We're now thankfully it seems in Magog, the musique concrete half of the composition, but things are only about to get scarier and more ingenious in their ability to unnerve you with just the slightest of everyday objects and production technique. There is a whirring bass signal, the panned drums somehow as if by Magick transform into some more ordinary clutter sounds, still oscillating as does something dissonant like a alien radio or a Metalic organ. An armchair creaks, as do several other objects which glow with an electronic whoosh as they rattle back and forth.
Some timbales rustle like wind chimes, a foghorn briefly toots its horn (I think that's what it is)as more tapping on planks of wood or some sort of surface pan back and forth veering from right to left channel endlessly. 
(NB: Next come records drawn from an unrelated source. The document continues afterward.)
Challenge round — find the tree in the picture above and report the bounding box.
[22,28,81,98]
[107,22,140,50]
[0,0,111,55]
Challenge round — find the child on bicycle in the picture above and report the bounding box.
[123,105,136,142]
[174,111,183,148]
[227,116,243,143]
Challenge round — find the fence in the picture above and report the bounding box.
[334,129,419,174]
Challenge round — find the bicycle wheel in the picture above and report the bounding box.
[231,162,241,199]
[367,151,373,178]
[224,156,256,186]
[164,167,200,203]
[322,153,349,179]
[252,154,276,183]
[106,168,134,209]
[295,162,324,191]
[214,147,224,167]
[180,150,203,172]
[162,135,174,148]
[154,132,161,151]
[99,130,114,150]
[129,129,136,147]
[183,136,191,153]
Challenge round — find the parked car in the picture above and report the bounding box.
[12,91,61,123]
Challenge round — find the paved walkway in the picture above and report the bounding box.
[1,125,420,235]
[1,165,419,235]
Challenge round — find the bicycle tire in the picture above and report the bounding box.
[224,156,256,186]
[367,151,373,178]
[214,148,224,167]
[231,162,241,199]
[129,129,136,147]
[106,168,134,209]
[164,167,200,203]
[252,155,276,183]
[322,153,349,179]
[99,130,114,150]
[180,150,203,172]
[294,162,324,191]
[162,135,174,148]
 It's like a haunted house effect but a spatial audio version and far more terrifying, I propose listening to this in the dark with a pair of decent headphones in the dark should become a true Halloween custom, if you dare! The tapping could either be a ball bouncing down some stairs, or the devil at this point..and I continue to hear some sort of horn you hear on cruise ships but that could just be me. 
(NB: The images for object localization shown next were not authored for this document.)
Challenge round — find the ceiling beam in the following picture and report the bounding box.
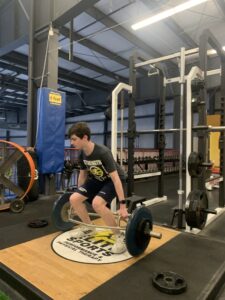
[0,75,27,92]
[86,6,162,58]
[1,51,28,66]
[60,26,130,68]
[215,0,225,18]
[53,0,100,28]
[164,19,197,48]
[1,53,89,92]
[2,51,111,91]
[0,97,27,106]
[58,78,90,92]
[60,26,146,75]
[59,50,128,83]
[3,92,27,99]
[58,67,112,91]
[85,6,178,72]
[0,106,21,112]
[0,60,27,74]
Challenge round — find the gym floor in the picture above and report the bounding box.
[0,173,224,299]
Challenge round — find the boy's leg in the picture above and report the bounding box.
[70,179,102,224]
[92,196,119,234]
[70,192,91,224]
[69,179,103,237]
[70,192,96,237]
[92,182,127,254]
Some faint industrial sound effects are in the background, either recordings of a steam train chugging or the heavily treated clanging of a factory floor, who can trust their ears at this point.
There are now all kinds of soundings peeking out from the depths, a strange spring, some sawing sounds, and the rumble and phasing of an echoplex and some of it's feedback as it crackles away like cockroaches on flypaper. I hear a bell toll, probably the clearest sound so far and most recognizable as a brooding bout of bass heavy noise rumbles and Hammill begins to throat yodel like a 12th century monk in the dark caverns of a well as the bell is struck with immediacy and panic like a village being warned of an incoming danger. 

As he warbles a second voice in a very distorted filter chants intelligible incantations; the filter is incredibly crackled, electronically rendered and has that thin tinny, distant tone you would get from a megaphone. A mix of modern and old as the disembodied voice sounds like some evil overlord sending a warning, odd collages of sound continue in the background full of vibrations and white noise, once recorded sounds now some mangled wall of sound transformed from its original audio source as another wooden or steel object is dropped into something hollow to give a rippling 'plop', maybe 'ball in a cup', everyone's favourite pastime!

We get invaded by a litany of cracks like pots and pans being played come across as the static continues to oscillate and undulate into something more smoother, and audio waves rise in the mix to a more mellifluous whole. Soon some reverse echoed gongs, flexatones and pots and pans sear across the mix along with the introduction of a saw at one point, the wobbly signals seem to coalesce and provide a seeming score from all this before abruptly ending and we get more goofy percussion and bird whistles. The pulsing sound never goes away, the soup of sound keeps burrowing away into our ears, it becomes an elephantine bray towards the end as more clear-cut objects beak through. The delay continually adds a computerised tremolo and the frequent cracks of objects make for an audial nightmare bar none.